The babysitter problem in AI-assisted research

Last week I attended a very impressive seminar with Dr. Steven Ge on “Vibe Writing with Claude Code, Git, and Obsidian” (March 20, 2026), where he showed his workflow for generating manuscripts with the help of agentic AI.

What disquiets me is not the productivity gain, but the combination of opacity and the loss of process.

While I am a heavy user of AI for many of my teaching activities, I found myself unsettled by several of the implications of his demonstration. I’ve tried to capture that with the title for this post, which goes back to a remark Dr.

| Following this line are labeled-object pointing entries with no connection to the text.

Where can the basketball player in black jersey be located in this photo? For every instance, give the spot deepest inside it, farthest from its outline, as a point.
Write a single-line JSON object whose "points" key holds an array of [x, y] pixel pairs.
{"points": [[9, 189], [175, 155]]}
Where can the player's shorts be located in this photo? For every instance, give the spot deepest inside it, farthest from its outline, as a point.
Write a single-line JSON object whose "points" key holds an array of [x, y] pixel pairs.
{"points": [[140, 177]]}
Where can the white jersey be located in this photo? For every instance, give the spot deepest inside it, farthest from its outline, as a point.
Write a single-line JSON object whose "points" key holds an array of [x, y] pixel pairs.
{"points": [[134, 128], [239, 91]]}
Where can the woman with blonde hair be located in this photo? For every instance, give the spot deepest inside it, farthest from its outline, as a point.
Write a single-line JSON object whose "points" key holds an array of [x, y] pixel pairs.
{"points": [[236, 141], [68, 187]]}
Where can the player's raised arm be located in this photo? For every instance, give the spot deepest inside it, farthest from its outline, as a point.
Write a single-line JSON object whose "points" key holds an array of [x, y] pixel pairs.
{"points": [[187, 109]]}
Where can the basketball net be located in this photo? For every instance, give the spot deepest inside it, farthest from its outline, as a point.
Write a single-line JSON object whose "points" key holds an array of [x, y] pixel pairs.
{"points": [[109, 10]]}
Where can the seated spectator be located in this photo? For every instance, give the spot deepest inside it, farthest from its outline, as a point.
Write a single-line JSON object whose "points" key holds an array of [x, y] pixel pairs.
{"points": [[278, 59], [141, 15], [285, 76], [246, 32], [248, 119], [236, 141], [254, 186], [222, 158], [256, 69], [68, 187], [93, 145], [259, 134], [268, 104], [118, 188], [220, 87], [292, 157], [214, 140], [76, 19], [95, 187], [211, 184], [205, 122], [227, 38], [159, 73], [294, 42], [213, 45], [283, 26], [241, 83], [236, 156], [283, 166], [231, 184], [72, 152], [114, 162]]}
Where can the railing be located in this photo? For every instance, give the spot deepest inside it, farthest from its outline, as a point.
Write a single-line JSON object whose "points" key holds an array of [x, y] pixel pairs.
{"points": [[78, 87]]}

Ge made: “[Claude Code] is like a babysitter for you.”

Being babysat is quite far away from where I like to be as a teacher and as a researcher — though I don’t think I do either of these as well as I should, so perhaps I need more help than I think.

As a teacher, I believe that speed and awesomeness should take second place to learning foundational skills. In my métier, computer science, this includes learning as much of the (often tedious) computational detail as possible — and then forgetting most of it, as I certainly do all the time.

What are the foundational skills that students perhaps don’t want to, but should learn given that AI masters most of them on the surface at least, and often better than its human counterparts?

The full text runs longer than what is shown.